Le parlement britannique accuse le premier réseau social du monde entier de divulguer leurs données personnelles à des entreprises tierces, avec 200 pages d’emails internes comme preuve à l’appui contre le géant américain. Marc Zuckerberg et son équipe nient tout en bloc.

Facebook serait encore accusé d’irrespect envers la vie privée de ses utilisateurs. Cette fois-ci, l’accusation viendrait d’outre-Manche.

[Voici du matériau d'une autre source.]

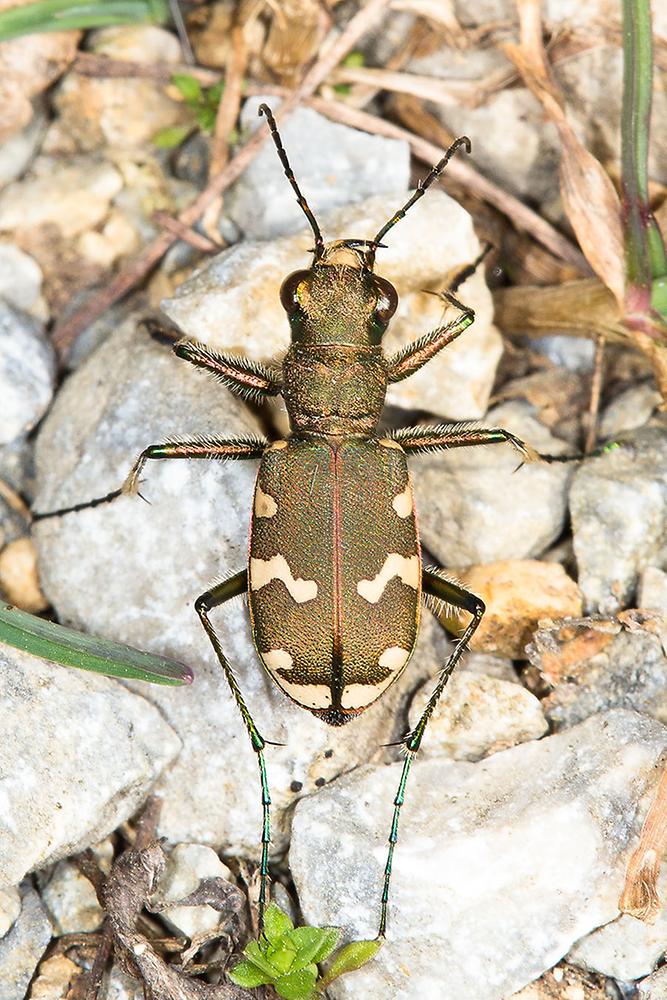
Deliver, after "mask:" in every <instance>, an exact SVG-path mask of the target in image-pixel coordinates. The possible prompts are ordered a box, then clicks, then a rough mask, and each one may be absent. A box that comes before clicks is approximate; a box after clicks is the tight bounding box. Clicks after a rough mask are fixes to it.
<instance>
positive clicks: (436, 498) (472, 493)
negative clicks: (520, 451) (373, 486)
mask: <svg viewBox="0 0 667 1000" xmlns="http://www.w3.org/2000/svg"><path fill="white" fill-rule="evenodd" d="M464 336H465V335H464ZM461 339H463V338H461ZM443 353H444V354H446V353H447V352H446V351H445V352H443ZM408 381H409V380H408ZM443 384H444V383H443ZM441 391H442V390H441ZM484 426H485V427H503V428H505V430H509V431H511V432H512V433H513V434H516V435H517V436H518V437H520V438H523V440H524V441H526V442H527V443H528V444H530V445H532V446H533V447H534V448H537V449H538V450H539V451H541V452H544V453H545V454H553V455H561V454H563V453H564V452H567V450H568V448H567V445H565V444H564V442H562V441H560V440H559V439H558V438H555V437H553V435H552V434H550V433H549V431H548V430H547V429H546V428H545V427H544V425H543V424H541V423H540V422H539V421H538V420H537V419H536V417H535V416H534V411H533V409H532V407H530V406H529V405H528V404H527V403H523V402H519V401H513V402H510V403H503V404H502V405H501V406H498V407H495V408H494V409H493V410H491V411H490V412H489V413H488V414H487V415H486V417H485V419H484ZM410 464H411V468H412V469H413V472H414V478H415V494H416V501H417V510H418V512H419V525H420V529H421V532H422V537H423V542H424V545H425V546H426V548H427V549H428V550H429V551H430V552H432V553H433V554H434V555H435V556H436V557H437V559H438V561H439V563H440V564H441V565H443V566H446V567H455V566H458V567H465V566H470V565H473V564H475V563H490V562H496V561H498V560H504V559H526V558H530V557H534V556H539V555H540V554H541V553H542V552H544V550H545V549H546V548H548V546H549V545H551V543H552V542H554V541H555V540H556V538H558V536H559V535H560V534H561V532H562V530H563V525H564V523H565V516H566V511H567V486H568V482H569V480H570V478H571V477H572V475H573V473H574V465H569V464H560V463H558V464H553V465H546V464H545V463H539V462H536V463H531V464H526V465H523V466H522V467H521V468H520V469H518V471H517V467H518V466H519V465H520V464H521V458H520V456H519V455H517V453H516V452H515V451H514V450H513V449H512V448H511V447H510V446H509V445H507V444H492V445H486V446H484V447H472V448H456V449H454V450H452V451H443V452H439V453H437V454H433V455H423V456H415V458H413V459H411V463H410Z"/></svg>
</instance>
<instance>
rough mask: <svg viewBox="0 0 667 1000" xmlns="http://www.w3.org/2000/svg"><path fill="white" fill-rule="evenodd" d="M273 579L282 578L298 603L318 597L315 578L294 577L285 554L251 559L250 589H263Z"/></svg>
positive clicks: (281, 578) (294, 598)
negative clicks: (317, 596) (294, 577)
mask: <svg viewBox="0 0 667 1000" xmlns="http://www.w3.org/2000/svg"><path fill="white" fill-rule="evenodd" d="M272 580H282V582H283V583H284V584H285V586H286V587H287V589H288V591H289V592H290V595H291V596H292V597H293V598H294V600H295V601H296V603H297V604H303V603H304V602H305V601H312V600H313V598H314V597H317V584H316V583H315V581H314V580H304V579H302V577H297V578H296V579H295V578H294V576H293V574H292V570H291V569H290V567H289V564H288V562H287V559H285V556H271V558H270V559H254V558H253V559H251V560H250V589H251V590H261V588H262V587H265V586H266V585H267V583H271V581H272Z"/></svg>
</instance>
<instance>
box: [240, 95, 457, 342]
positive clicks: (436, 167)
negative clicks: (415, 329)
mask: <svg viewBox="0 0 667 1000" xmlns="http://www.w3.org/2000/svg"><path fill="white" fill-rule="evenodd" d="M259 113H260V115H265V116H266V119H267V121H268V124H269V129H270V131H271V137H272V139H273V142H274V144H275V147H276V150H277V151H278V156H279V158H280V162H281V163H282V165H283V168H284V170H285V176H286V177H287V179H288V181H289V182H290V184H291V185H292V189H293V190H294V193H295V194H296V197H297V201H298V203H299V205H300V207H301V210H302V211H303V213H304V215H305V216H306V218H307V219H308V222H309V224H310V227H311V229H312V230H313V233H314V236H315V247H314V249H313V255H314V256H313V263H312V265H311V267H310V268H307V269H304V270H302V271H294V273H293V274H290V275H289V276H288V277H287V278H286V279H285V281H284V282H283V284H282V288H281V290H280V300H281V302H282V304H283V307H284V309H285V310H286V312H287V315H288V317H289V321H290V327H291V330H292V340H293V341H294V342H296V343H313V344H351V345H358V346H364V345H376V344H379V343H380V340H381V339H382V335H383V334H384V332H385V330H386V329H387V325H388V323H389V320H390V319H391V317H392V316H393V314H394V312H395V311H396V307H397V305H398V295H397V293H396V289H395V288H394V286H393V285H392V284H391V283H390V282H389V281H387V280H386V278H381V277H380V276H379V275H376V274H375V273H374V268H375V254H376V251H377V250H378V248H380V247H382V246H384V244H383V243H382V242H381V241H382V239H383V237H384V236H385V235H386V233H388V232H389V230H390V229H391V228H392V227H393V226H395V225H396V223H397V222H400V220H401V219H402V218H403V217H404V216H405V214H406V212H407V211H408V209H409V208H411V206H412V205H414V203H415V202H416V201H417V200H418V199H419V198H421V197H422V195H423V194H424V192H425V191H426V189H427V188H428V187H429V185H431V184H432V183H433V181H434V180H435V179H436V177H438V176H439V175H440V174H441V173H442V171H443V170H444V168H445V166H446V164H447V162H448V160H449V158H450V157H451V156H452V154H453V153H454V152H455V150H456V149H458V147H459V146H461V145H463V146H465V147H466V149H467V151H468V152H470V140H469V139H468V138H467V137H466V136H462V137H461V138H460V139H457V140H456V141H455V142H454V143H453V144H452V145H451V146H450V147H449V149H448V150H447V152H446V153H445V155H444V156H443V157H442V159H441V160H440V161H439V162H438V163H436V164H435V166H434V167H433V168H432V169H431V171H430V173H429V174H428V176H427V177H426V178H425V180H424V181H422V182H421V183H420V185H419V187H418V188H417V190H416V191H415V192H414V193H413V194H412V196H411V197H410V198H409V199H408V201H407V202H406V203H405V205H403V207H402V208H400V209H399V210H398V211H397V212H395V213H394V215H392V217H391V218H390V219H389V220H388V222H386V223H385V225H384V226H382V228H381V229H380V230H379V232H378V233H377V234H376V235H375V237H374V238H373V239H372V240H336V241H334V242H333V243H325V242H324V239H323V237H322V233H321V231H320V227H319V225H318V223H317V219H316V218H315V216H314V215H313V212H312V210H311V208H310V206H309V205H308V202H307V201H306V199H305V198H304V196H303V195H302V193H301V190H300V188H299V185H298V184H297V182H296V179H295V177H294V173H293V171H292V168H291V166H290V164H289V160H288V159H287V153H286V152H285V149H284V147H283V144H282V141H281V138H280V134H279V132H278V128H277V126H276V122H275V119H274V117H273V114H272V113H271V110H270V108H269V107H268V106H267V105H266V104H261V105H260V107H259Z"/></svg>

En effet, le président de la Commission sur le numérique et la culture des médias (DCMSC) de la chambre des communes, Damian Collins a tweeté que« « La publication de ces documents est dans l’intérêt du public » en publiant plus de 200 pages d’e-mails internes au réseau social.

Ce dernier a aussi ajouté « qu’ils soulèvent des questions importantes sur la manière dont Facebook gère les données de ses utilisateurs, sur leurs politiques en matière de collaboration avec des développeurs d’applications et sur la manière dont ils exercent leur position dominante sur le marché des réseaux sociaux ».

En résumé de ces nombreuses pages d’e-mails envoyés directement par Mark Zuckererg, le fondateur même de Facebook, Damian Collins relève de nombreux « problèmes-clés ». Ce dernier affirme effectivement que le célèbre réseau social a conclu des accords avec des entreprises afin de leur donner la possibilité d’avoir « un accès total aux données des amis des utilisateurs » de Facebook, même si ce dernier a déclaré avoir mis fin à cela depuis 2015.

Que révèlent ces messages ?

Dans ces nombreux mails, on a découvert que ce sont surtout les utilisateurs d’Android qui ont le plus été visés. En effet, les entreprises avaient accès à leurs historiques d’appel sans même que les usagers ne le sachent. Facebook a également pensé à vendre une part des informations récoltées avant d’y renoncer.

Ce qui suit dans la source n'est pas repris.